This is a story about Hatihalka, a cluster of villages in the Midnapore district of West Bengal. When you visit there, apart from the villagers and their homes, what is unusual about Hatihalka are the enchanting ruins of terracota temples, 32 of them, which we are told are 250 and 300 years old. These temples stretch over a three square kilometre area, they are the Sheetala, Navaratna and Das Mahavidya temples. Amongst them is also a stone image, built in the ninth century of Vishnu Lokeswar, a combination of the images of Vishnu and Buddha. Experts say that Buddhism once flourished in this area. On the walls of these temples, we can see depiction’s of the battle for Sri Lanka, episodes from the life of Lord Krishna and many hunting scenes.

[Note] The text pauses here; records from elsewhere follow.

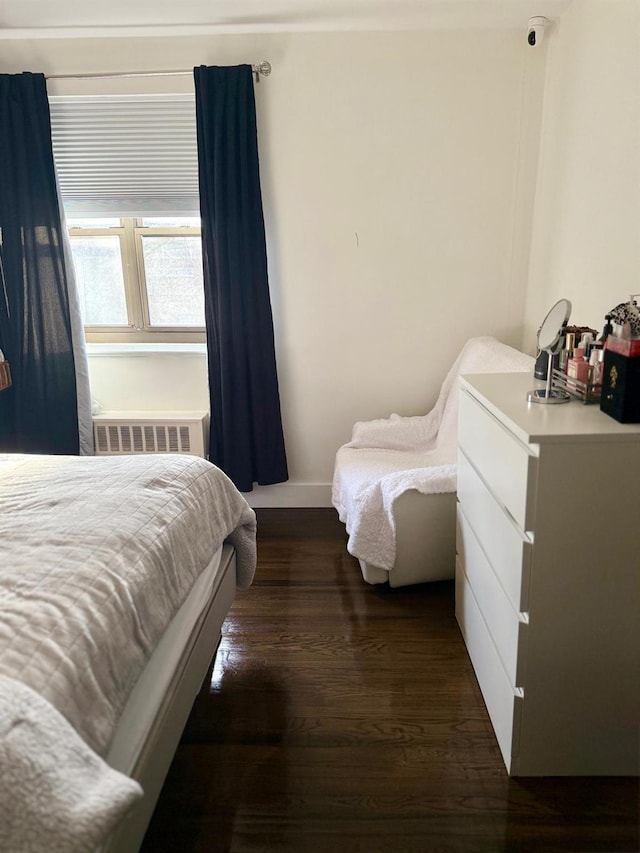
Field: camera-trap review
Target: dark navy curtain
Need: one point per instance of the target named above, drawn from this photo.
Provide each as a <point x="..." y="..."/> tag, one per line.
<point x="39" y="413"/>
<point x="246" y="438"/>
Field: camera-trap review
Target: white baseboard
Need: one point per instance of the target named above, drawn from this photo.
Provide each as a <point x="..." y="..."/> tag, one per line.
<point x="290" y="495"/>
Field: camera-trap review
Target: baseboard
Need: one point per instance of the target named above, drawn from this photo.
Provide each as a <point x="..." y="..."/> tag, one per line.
<point x="290" y="495"/>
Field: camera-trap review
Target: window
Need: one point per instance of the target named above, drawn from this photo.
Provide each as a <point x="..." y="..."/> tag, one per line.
<point x="127" y="167"/>
<point x="139" y="279"/>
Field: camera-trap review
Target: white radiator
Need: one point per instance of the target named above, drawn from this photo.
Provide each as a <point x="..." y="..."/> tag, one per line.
<point x="119" y="433"/>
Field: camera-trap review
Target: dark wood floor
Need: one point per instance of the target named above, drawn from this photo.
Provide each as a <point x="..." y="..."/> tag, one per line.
<point x="342" y="717"/>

Mohammad Yasin, a Muslim resident of this cluster of villages ruins. Through his childhood, he was haunted by them “What kind of people lived on the same soil that we tread? What were their thoughts? Their dreams? How did they live?”
Twenty-five years ago, when the frail Yasin became a school teacher in the same village, consumed with his passion to prevent the further decay of these temples, he began a one-man crusade. He started meeting local political leaders, he wrote to the Indian government alerting them about the plight of this decaying heritage. Receiving no immediate answers, he travelled to Delhi himself to meet with archaeologists and even spent Rs. 50,000 of his own money to instigate action towards preservation of the forgotten ruins.

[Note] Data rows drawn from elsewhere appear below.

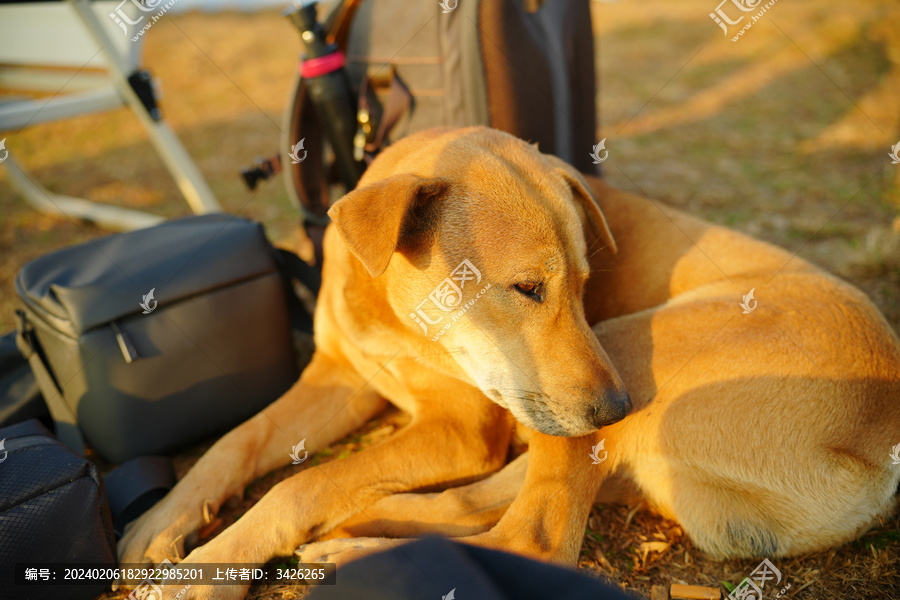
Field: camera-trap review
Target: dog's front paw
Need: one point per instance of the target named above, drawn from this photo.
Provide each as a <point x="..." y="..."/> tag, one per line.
<point x="341" y="551"/>
<point x="160" y="533"/>
<point x="204" y="592"/>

Even as he fought hard for his dream, he faced difficulties. because thought he passionately loved these temples, he had a Muslim name.
Often , in the midst of his crusade, he despaired. part of a precious heritage of the medieval past, the impressive Navartna temple had many of its marble fittings stolen. And once, thanks to the vigilance of Yasin who had set up a committee of local villagers, a criminal spotted attempting to sell a stone image for Rs. 8,000 to a foreigner, was stopped.
Thanks to the singleminded efforts of Yasin, some grants were sanctioned by the government for the protection of the temples but much of it got diverted by the local panchayat away from the temple-restoration work. Still Yasin devotes his time and effort. writing on the subject of his temples, sometimes dispairing but never giving up the cause of his beloved temples. through the Pathra Archaeological Preservation Committee of which Yasin is a member fresh steps are afoot to save the temples that are also threatened by submergence if the Kansabati river changes its course.
But today , despite these efforts, Yasin is a lonely man. Not wanting to divulge their names locals say, “If the temples are standing today, it is because of the labours of our Pathan.” But that is in private. In public, the Muslims call him a kafir and only the other day, the old temple priest took his sandle out and shook it at Yasin in anger asking, “What is your motive in meddling in the temple business?"
WHAT SHOULD YASIN DO ?
SHOULD HE GIVE UP HIS CRUSADE FOR HIS BELOVED TEMPLES ?
WHAT SUPPORT SHOULD HE RECEIVE FOR HIS STRUGGLE TO CONTINUE?